Plans to ditch the triple lock on the basic state pension would represent a “double whammy” for the poorest pensioners, many of whom have already lost out under this month’s new flat-rate pension, according to a leading pension expert.
Pensioners who rely on the state pension for most of their income will be the biggest losers should the Tories drop the element of the triple lock that guarantees annual rises of at least 2.5%.
Chris Noon, a partner at leading pensions consultancy Hymans Robertson, said linking increases to earnings growth or inflation would, over time, erode the value of the pension and push larger numbers of people into poverty on reaching retirement age. He said: “The low paid were the community most negatively affected by the significant changes to the state pension introduced from April 2016. Removing the 2.5% minimum increase … is a double whammy that would again impact this community hardest over the medium to long term.”

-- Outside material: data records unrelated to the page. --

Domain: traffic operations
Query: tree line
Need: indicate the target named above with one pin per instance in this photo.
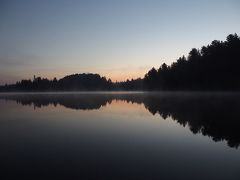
(214, 67)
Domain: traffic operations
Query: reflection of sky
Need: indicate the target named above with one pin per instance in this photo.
(118, 39)
(121, 133)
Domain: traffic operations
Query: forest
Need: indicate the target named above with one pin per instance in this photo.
(214, 67)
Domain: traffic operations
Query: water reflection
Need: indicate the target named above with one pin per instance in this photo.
(213, 115)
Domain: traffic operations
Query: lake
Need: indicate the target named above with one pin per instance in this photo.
(121, 135)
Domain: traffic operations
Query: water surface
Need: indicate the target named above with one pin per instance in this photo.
(120, 136)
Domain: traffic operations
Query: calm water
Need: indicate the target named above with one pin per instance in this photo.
(120, 136)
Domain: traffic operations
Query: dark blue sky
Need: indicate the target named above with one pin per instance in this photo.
(116, 38)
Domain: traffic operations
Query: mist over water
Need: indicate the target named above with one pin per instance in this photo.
(120, 135)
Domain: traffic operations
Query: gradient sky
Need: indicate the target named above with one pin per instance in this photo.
(119, 39)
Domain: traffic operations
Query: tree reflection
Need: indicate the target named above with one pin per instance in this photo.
(213, 115)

The flat-rate state pension, worth £159.55 a week, combines the basic state pension with pension credit and the state second pension, which previously rewarded low-paid workers with generous top-up payments. Estimates put the savings at £8bn by the end of the parliament. Ending the triple lock would come on top of this cut.
Theresa May is understood to be considering replacing the “triple lock” with a less generous “double lock”, and spending some of the money saved on social care. The triple lock has come under scrutiny since figures showed it was behind a 22% increase in pensioner incomes in the last seven years, while average earnings rose by only 12%. It is understood that Downing Street is weighing up whether a more affordable “double lock” would be seen as a more sensible safety net for retirees.
Craig Berry, deputy director at the Sheffield Political Economy Research Institute (Speri), said reducing the triple lock would have little impact on the government’s finances over the next few years, while the economy remained strong. But without a 2.5% rise when earnings growth and inflation are low, pensioner incomes will fall back and lead to millions of people over the coming decades needing extra state funds.
“The triple lock should be maintained,” he said. “The policy increases the costs of the state pension only modestly, and represents the least the government can do to ensure its value starts to rise, from a very low base, towards the average for highly developed countries.”
Ros Altmann, the former pensions minister, said she was relaxed about switching to a double lock if the savings were channelled into improving the state pension provision that affects older retirees, including pension credit and the state second pension, which have become less generous in recent years. “The triple lock does not apply to pension credit, so it fails to protect the poorest. It doesn’t protect Serps, the state second pension, widows’ pensions, deferred pensions and so on. So politicians have claimed it protects pensioner incomes but it doesn’t do it. Not properly,” she said.
Britain spends about 6% of GDP on the basic state pension and 6% on an array of benefits and earnings-related top-ups, of which the second pension and pension credit are the biggest.